The uncomfortable uncertainty is manifested in action-packed verité here, where it lurks in the shadows of heavy speculation in Serial. Whether it’s the stoic, determined, and reclusive members of the Avery clan, the distinctly smarmy public face of the prosecution, or the thug-like investigators who descend upon unsuspecting witnesses without a lawyer, this is one of the most compelling casts in a docudrama in some years. If you thought Durst was weird and captivating, you’ve got at least ten personalities that are as uncanny and oddly magnetic as him in Murderer.
Making a Murderer is an important show, not simply because it is such a riveting narrative — packed with evidence of gross misconduct on the part of law enforcement — but because of the larger points it makes. The series, much more so than Serial or The Jinx, is an in-depth courtroom drama. Avery’s story is an extreme case study illustrating how impoverished and uneducated people become casualties of a system that is implicitly stacked against them. Again — as Serial’s first season did so powerfully — Demos and Riccardi’s series asks, as Avery defense lawyer Dean Strang puts it: “Do we err on the side of depriving of a human being liberty … when we’re uncertain, as we almost always are?”
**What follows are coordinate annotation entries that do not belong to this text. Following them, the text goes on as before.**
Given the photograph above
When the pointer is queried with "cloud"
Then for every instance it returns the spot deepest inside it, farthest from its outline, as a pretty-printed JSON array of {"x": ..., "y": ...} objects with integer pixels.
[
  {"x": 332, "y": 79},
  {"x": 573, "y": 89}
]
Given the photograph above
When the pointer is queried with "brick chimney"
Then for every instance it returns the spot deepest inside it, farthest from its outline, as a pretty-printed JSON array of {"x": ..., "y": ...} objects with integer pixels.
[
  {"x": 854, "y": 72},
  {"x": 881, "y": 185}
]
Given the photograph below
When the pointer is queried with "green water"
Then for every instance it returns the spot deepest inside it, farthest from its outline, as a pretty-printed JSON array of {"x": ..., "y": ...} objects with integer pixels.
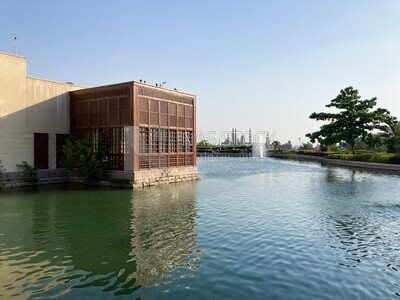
[{"x": 251, "y": 228}]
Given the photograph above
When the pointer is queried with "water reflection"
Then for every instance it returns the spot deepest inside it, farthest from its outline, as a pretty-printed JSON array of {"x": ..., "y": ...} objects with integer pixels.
[
  {"x": 164, "y": 233},
  {"x": 66, "y": 241}
]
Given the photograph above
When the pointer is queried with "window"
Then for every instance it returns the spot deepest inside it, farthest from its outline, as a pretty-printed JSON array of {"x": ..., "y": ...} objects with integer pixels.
[
  {"x": 172, "y": 141},
  {"x": 154, "y": 140},
  {"x": 181, "y": 141},
  {"x": 164, "y": 140},
  {"x": 143, "y": 140},
  {"x": 189, "y": 141}
]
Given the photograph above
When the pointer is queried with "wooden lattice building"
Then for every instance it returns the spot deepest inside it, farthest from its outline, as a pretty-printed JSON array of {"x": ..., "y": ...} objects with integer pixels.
[{"x": 150, "y": 131}]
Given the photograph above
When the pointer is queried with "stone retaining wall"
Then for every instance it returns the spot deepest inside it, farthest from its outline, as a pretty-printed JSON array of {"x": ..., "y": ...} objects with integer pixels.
[{"x": 342, "y": 163}]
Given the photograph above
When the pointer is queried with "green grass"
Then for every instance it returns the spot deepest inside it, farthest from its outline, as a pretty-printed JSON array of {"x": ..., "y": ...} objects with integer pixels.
[{"x": 366, "y": 156}]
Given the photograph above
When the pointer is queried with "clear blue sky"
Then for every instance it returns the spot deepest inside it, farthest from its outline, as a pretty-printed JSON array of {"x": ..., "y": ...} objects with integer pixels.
[{"x": 260, "y": 64}]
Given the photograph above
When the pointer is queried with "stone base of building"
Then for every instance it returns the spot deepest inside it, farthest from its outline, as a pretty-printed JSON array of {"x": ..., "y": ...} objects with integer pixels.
[
  {"x": 151, "y": 177},
  {"x": 46, "y": 176},
  {"x": 138, "y": 179}
]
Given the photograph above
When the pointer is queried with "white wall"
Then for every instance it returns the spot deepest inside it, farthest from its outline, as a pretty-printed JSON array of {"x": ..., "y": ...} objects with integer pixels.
[{"x": 29, "y": 105}]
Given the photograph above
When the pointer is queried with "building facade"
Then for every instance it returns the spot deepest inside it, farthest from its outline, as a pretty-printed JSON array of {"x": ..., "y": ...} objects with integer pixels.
[
  {"x": 150, "y": 131},
  {"x": 34, "y": 116}
]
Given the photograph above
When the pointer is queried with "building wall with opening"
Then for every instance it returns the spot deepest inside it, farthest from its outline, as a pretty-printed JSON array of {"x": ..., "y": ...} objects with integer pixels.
[
  {"x": 146, "y": 127},
  {"x": 31, "y": 109}
]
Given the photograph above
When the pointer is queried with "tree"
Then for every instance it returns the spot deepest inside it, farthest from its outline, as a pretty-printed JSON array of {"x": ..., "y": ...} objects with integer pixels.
[
  {"x": 355, "y": 119},
  {"x": 276, "y": 145},
  {"x": 87, "y": 157},
  {"x": 393, "y": 141},
  {"x": 306, "y": 146}
]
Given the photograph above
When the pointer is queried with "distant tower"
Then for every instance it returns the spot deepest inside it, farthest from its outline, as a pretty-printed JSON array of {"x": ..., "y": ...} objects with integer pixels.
[
  {"x": 236, "y": 139},
  {"x": 250, "y": 137}
]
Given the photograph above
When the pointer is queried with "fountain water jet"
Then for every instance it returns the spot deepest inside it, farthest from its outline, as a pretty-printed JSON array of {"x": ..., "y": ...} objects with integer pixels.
[{"x": 259, "y": 147}]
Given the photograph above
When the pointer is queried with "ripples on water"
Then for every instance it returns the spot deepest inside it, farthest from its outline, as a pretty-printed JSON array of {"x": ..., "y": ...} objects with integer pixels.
[{"x": 251, "y": 228}]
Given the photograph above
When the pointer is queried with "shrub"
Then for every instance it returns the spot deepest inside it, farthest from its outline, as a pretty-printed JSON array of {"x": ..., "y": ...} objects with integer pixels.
[
  {"x": 30, "y": 172},
  {"x": 2, "y": 176}
]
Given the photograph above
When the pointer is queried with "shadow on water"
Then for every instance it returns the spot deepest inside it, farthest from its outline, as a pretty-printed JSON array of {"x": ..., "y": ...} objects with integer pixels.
[{"x": 68, "y": 241}]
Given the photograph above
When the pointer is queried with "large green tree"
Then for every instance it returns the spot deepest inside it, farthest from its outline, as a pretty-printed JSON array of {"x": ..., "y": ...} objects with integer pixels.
[{"x": 354, "y": 118}]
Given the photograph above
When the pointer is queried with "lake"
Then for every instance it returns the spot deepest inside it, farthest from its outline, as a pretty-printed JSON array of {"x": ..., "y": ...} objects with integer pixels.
[{"x": 250, "y": 229}]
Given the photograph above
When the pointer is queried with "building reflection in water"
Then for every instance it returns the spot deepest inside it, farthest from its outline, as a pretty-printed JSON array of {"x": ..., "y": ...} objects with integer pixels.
[
  {"x": 164, "y": 237},
  {"x": 67, "y": 241}
]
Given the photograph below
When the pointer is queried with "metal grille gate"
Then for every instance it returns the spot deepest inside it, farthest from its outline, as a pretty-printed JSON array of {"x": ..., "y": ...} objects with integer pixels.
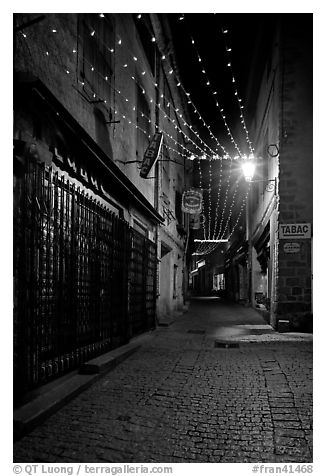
[
  {"x": 73, "y": 259},
  {"x": 143, "y": 283}
]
As a series, Making a Murderer does little in the way of trying to subvert the conventions of its genre — sometimes its faux-lonesome-folk soundtrack and setups can be heavy-handed. But the medium — as with most documentaries — is not really the message; Steven Avery’s story didn’t require an Errol Morris or Werner Herzog. The world and people of Manitowoc just explode off the screen, drawing one in instantly and stirring deep thoughts and emotions as Steven Avery’s fate becomes ever more uncertain.